Chapter 3. MRG Grid Benefits and Features

Chapter 3. MRG Grid Benefits and Features

Benefits

MRG Grid provides significant benefits and value for enterprises, including:

Power

MRG Grid can process the largest computational workloads, from massively parallel High Performance Computing jobs to long-running High Throughput Computing jobs

Peak Workload Handling

MRG Grid can add on-demand computational power for handling peak loads through capabilities from cycle-stealing on Linux or Windows desktop computers and scheduling to remote grids

Flexibility

MRG Grid provides complete flexibility, from running high-burst to lengthy computations, in a centralized or distributed grid, and running jobs on various platforms including Linux and Windows. Furthermore, MRG Grid can schedule virtualized environments and workloads for the upmost flexibility in utilizing infrastructure.

Powerful Management Tools

Managing MRG Grid is simplified by leveraging the Red Hat Enterprise MRG unified, browser-based management console. The Red Hat Enterprise MRG integrated management tools enable administrators to manage, configure, provision, deploy, and monitor their grid deployments using the same tools they use for MRG Messaging and MRG Realtime.

Features

MRG Grid provides a broad set of features across both High Throughput Computing and High Performance Computing, including:

Virtualization

Allows for submission of a virtual machine (VM) as a user job, supporting migration of the VM

Dedicated and Undedicated Node Management (Cycle-Stealing)

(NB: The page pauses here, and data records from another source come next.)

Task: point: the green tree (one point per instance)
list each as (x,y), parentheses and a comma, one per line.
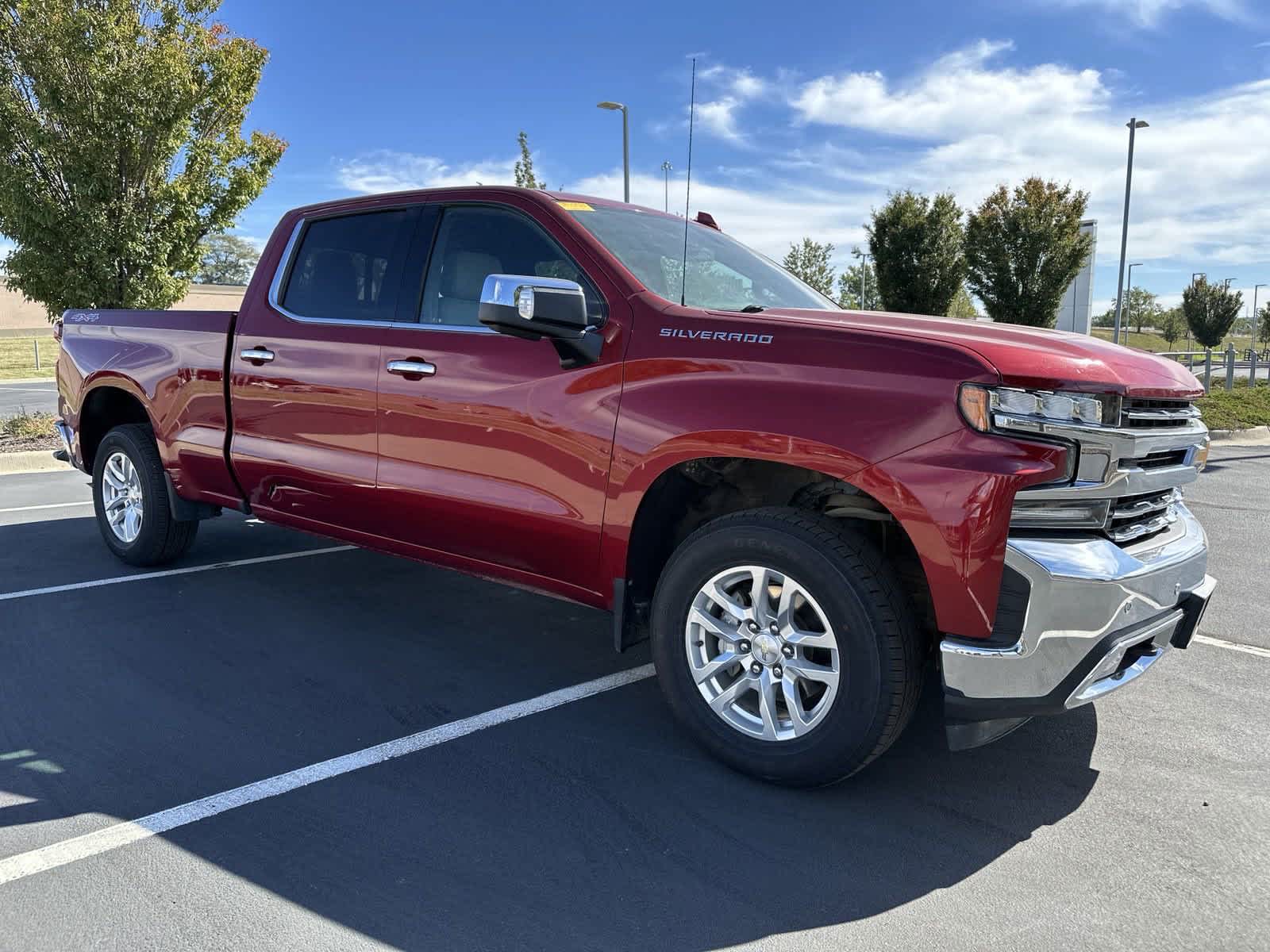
(1141,308)
(1024,249)
(1210,311)
(524,169)
(228,259)
(121,146)
(850,283)
(810,262)
(918,245)
(1172,325)
(963,305)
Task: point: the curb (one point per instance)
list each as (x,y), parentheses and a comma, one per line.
(31,461)
(1253,437)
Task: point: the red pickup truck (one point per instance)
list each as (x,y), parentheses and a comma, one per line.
(804,508)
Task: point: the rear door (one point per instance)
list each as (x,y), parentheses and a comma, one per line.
(498,457)
(305,370)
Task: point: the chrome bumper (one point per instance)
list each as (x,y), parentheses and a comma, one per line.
(1098,617)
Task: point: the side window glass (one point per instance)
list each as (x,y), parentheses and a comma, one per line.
(474,243)
(348,268)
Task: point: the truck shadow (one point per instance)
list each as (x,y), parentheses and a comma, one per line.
(596,825)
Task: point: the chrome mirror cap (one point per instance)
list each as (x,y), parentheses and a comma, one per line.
(522,292)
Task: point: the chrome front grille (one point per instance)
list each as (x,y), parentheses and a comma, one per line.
(1137,413)
(1137,517)
(1136,470)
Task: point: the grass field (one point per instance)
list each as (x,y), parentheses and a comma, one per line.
(1155,343)
(18,357)
(1237,409)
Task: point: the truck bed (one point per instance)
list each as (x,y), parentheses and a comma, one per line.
(175,363)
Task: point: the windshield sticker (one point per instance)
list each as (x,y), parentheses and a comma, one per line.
(717,336)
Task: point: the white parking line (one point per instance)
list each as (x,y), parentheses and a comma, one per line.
(1232,645)
(169,573)
(46,505)
(70,850)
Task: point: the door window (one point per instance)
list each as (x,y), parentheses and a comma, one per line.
(476,241)
(348,268)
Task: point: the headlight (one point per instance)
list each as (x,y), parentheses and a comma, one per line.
(982,406)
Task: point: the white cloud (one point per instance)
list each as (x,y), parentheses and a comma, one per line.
(1149,13)
(766,220)
(721,118)
(385,171)
(967,124)
(959,94)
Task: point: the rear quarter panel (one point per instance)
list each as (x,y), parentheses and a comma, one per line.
(173,362)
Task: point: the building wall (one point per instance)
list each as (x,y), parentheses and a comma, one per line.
(17,314)
(1076,311)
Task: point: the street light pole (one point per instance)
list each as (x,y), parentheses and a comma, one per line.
(626,150)
(1130,298)
(864,258)
(1134,125)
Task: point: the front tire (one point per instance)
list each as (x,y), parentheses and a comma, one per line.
(131,501)
(806,683)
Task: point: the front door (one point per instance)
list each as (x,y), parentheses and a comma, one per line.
(305,370)
(498,459)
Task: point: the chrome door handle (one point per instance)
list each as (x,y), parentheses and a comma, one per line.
(412,368)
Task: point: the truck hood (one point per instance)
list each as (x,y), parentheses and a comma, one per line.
(1026,357)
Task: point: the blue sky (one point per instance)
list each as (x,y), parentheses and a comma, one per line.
(808,114)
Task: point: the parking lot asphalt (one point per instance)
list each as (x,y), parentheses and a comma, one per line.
(29,397)
(1142,822)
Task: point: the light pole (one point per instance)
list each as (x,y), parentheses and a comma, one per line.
(1134,125)
(1255,319)
(1130,298)
(863,258)
(626,148)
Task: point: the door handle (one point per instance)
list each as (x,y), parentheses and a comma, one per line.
(412,368)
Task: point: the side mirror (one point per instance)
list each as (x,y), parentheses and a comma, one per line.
(533,308)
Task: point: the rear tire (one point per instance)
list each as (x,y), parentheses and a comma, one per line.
(842,593)
(131,501)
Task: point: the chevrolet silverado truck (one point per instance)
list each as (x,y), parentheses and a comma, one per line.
(806,509)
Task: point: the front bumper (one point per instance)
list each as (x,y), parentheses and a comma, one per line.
(1098,616)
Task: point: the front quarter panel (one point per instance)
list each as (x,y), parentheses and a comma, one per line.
(836,401)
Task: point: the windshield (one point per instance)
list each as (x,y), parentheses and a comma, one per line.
(723,273)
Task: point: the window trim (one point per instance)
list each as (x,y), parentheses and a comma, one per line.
(283,273)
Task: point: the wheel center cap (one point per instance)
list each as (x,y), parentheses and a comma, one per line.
(766,649)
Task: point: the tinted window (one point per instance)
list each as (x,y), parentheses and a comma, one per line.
(474,243)
(723,273)
(348,268)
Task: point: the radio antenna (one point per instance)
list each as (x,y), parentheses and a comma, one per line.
(687,196)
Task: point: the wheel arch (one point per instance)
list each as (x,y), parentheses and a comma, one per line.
(691,490)
(107,404)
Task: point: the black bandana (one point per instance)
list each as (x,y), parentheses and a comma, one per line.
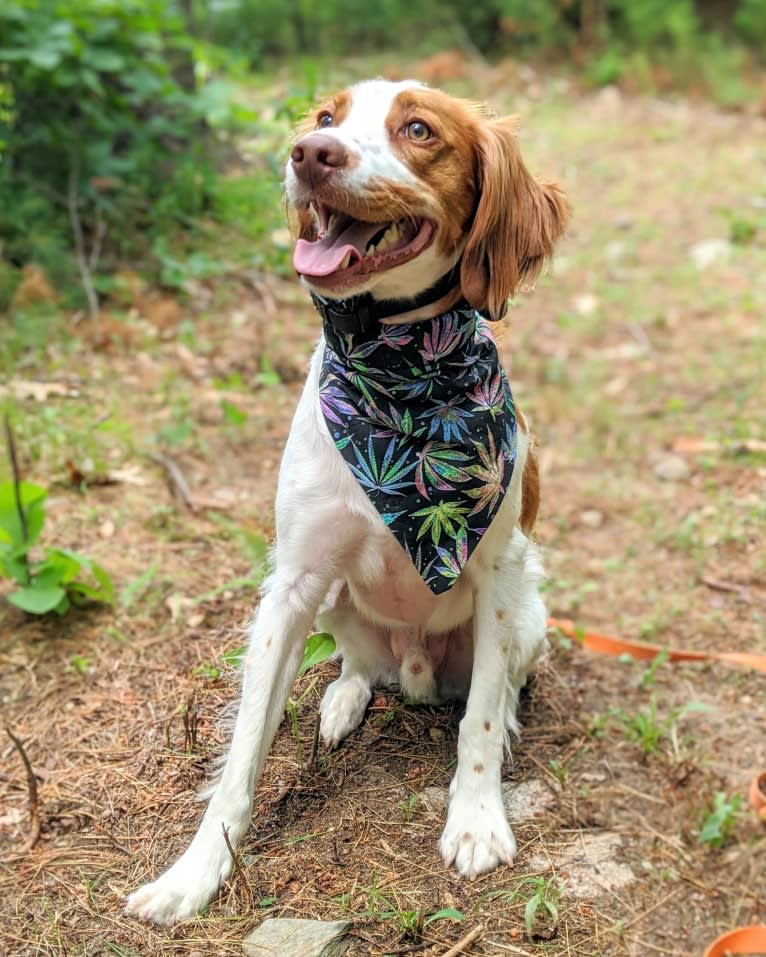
(423,415)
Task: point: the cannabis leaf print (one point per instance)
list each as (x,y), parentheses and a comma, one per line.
(423,416)
(439,466)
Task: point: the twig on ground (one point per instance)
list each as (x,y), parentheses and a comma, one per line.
(470,938)
(16,472)
(315,743)
(237,866)
(34,807)
(715,585)
(191,723)
(79,242)
(179,487)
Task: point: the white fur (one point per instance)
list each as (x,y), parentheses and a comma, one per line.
(336,562)
(364,134)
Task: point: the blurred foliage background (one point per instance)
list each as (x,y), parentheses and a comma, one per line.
(121,121)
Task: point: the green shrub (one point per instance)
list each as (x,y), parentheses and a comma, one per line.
(55,582)
(750,22)
(103,131)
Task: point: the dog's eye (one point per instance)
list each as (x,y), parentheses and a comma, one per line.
(417,131)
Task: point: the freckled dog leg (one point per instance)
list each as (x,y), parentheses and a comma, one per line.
(277,637)
(477,836)
(366,660)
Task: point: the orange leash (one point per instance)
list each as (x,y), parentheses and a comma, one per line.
(745,940)
(606,645)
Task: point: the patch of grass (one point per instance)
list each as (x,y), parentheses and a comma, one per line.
(720,822)
(648,728)
(541,913)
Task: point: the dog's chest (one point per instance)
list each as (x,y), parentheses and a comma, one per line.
(423,417)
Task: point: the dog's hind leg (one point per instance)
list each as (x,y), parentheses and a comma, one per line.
(509,634)
(367,660)
(277,636)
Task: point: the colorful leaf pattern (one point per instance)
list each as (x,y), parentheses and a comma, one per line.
(423,415)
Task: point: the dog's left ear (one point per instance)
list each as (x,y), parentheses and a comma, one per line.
(516,223)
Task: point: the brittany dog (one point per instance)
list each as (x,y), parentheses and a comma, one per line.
(407,489)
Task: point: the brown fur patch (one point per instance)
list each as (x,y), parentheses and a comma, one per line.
(516,224)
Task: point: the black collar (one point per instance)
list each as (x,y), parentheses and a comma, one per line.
(360,313)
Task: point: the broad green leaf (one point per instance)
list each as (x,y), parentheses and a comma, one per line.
(37,601)
(319,648)
(232,413)
(530,912)
(58,568)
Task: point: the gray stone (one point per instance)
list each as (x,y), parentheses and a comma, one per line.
(288,937)
(523,801)
(592,518)
(710,251)
(671,468)
(588,869)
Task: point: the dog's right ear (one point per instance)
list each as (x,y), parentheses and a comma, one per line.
(516,223)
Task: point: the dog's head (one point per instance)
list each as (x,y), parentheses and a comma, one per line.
(391,184)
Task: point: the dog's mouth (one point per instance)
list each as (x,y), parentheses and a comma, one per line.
(347,248)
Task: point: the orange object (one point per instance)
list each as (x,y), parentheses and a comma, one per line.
(744,940)
(606,645)
(758,796)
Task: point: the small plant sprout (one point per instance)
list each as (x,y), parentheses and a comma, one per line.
(647,729)
(559,771)
(319,647)
(650,674)
(719,824)
(541,914)
(54,582)
(408,807)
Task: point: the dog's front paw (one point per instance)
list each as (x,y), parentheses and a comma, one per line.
(477,837)
(343,708)
(180,893)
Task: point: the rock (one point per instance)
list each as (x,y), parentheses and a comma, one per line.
(671,468)
(278,937)
(523,801)
(586,304)
(592,518)
(527,800)
(710,251)
(588,868)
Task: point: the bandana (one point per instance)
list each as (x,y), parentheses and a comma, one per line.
(423,415)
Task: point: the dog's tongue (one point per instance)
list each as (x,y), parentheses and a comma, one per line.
(324,256)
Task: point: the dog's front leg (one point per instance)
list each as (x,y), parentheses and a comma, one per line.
(477,836)
(276,644)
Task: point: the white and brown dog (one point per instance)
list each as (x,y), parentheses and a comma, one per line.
(407,488)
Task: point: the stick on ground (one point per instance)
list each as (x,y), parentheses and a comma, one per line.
(470,938)
(34,807)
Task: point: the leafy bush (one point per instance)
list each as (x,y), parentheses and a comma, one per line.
(750,21)
(55,582)
(104,136)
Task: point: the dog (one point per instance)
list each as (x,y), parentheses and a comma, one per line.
(408,490)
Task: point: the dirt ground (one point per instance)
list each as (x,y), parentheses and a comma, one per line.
(640,361)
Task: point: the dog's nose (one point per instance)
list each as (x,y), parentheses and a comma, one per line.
(316,156)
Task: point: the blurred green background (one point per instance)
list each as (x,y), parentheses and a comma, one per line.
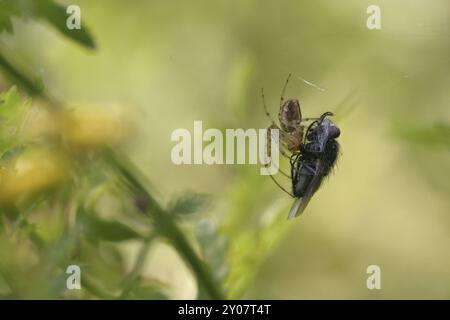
(168,63)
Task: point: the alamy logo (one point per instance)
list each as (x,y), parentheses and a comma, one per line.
(374,280)
(74,20)
(239,146)
(374,19)
(73,281)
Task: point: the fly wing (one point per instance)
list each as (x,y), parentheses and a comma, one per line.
(300,203)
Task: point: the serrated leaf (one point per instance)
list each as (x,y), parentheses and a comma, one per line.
(189,203)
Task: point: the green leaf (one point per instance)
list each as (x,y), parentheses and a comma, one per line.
(188,203)
(19,78)
(96,228)
(8,9)
(214,247)
(12,114)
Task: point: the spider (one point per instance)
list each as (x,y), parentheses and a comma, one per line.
(312,153)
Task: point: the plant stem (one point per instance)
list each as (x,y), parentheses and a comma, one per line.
(166,225)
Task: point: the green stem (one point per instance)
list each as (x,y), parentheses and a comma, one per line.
(166,225)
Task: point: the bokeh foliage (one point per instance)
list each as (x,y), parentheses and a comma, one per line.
(71,196)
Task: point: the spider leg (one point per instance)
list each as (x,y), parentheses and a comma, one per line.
(284,89)
(266,111)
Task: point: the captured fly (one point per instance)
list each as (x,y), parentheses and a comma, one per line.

Allows for dedicated resources (clusters) to be augmented with otherwise undedicated (desktops) using flexible policies

Multiple Standards-Based APIs

Web Service interface provides job submission and management functionality; CLI provides a highly scriptable, with consistent output, interface to all functionality

Security

Authentication using multiple mechanisms

Privacy provided by network encryption

Integrity of network traffic

Authorization through flexible configuration policies

Federated Grids/Clusters

A mechanism known as flocking allows independent pools to use each others' resources, controllable by customizable policies

Management Tools

Powerful browser-based management tools for managing daemons and machines, security, compute jobs, scalability settings, priorities, and more. Also provides sophisticated monitoring capabilities.

Workflow Management

The ability to specify job dependencies, via DAGMan, allows for construction and execution of complex workflows

The ability to schedule data placement, via Stork, assists in creation of workflows that intelligently handling data

Accounting

User and group resource utilization is tracked and accessible to adminstrators

ClassAds

A flexible language for policy and meta-data description

Policies

Flexible, customizable policies specified by jobs and resources via ClassAds

High Availability

The Negotiator and Collector, via HAD, and the Schedd, via Schedd Fail-over, can have their state replicated to allow for graceful fail-over upon service disruption

Disk Space Management

Through a multi-protocol storage management system, called NeST, the ability to manage (allocate, free, reserve, etc) disk space is exposed to a user's jobs

Database Support

All data about jobs and resources can be stored in a database via Quill

Compute On-Demand (COD)

The ability for a node or set of nodes to be claimed by a user in such a way that others may use the claimed nodes until the user needs them

Dynamic Pool Creation

Through a technology known as Glide-ins, nodes can be dynamically added to a pool to service user jobs

Priority Based Scheduling

Priority scheduling is performed at the granularity of a user

Fair-share scheduling can be performed on groups of users

Priority management is controllable by adminstrators

Account Remapping

Allows for execution across administrative domains

Enhance security by using a restructed pool of users to run jobs on execute machines

Privilege Separation

Only a single, specialized, audited component requires root/administrator permissions on execute nodes

Parallel Universe

Provides an extensible framework for running parallel (including MPI) jobs

Co-allocation of compute nodes is done automatically

Framework implementation for MPICH1, MPICH2, and LAM provided

Java Universe

Explicit support of jobs written in Java

Time Scheduling for Job Execution (Cron)

Allows a job or multiple jobs to be started at specific times, with customizable policy for failures such as missed deadlines

Backfill

Allows otherwise unused nodes to run jobs provided by BOINC

File Staging

Support for automatic file staging, e.g. job input, and online file io (i.e. file streaming from submit to execute nodes) via Chirp and remote syscalls, in the absense of a shared filesystem

Master-Worker (MW)

A C++ framework allowing a single master process to allocate and manage multiple worker processes, which process data based on master specified policies

Condor-C

Allows for jobs in one queue to be moved to another queue

Hawkeye

Allows for automated monitoring of one or more pools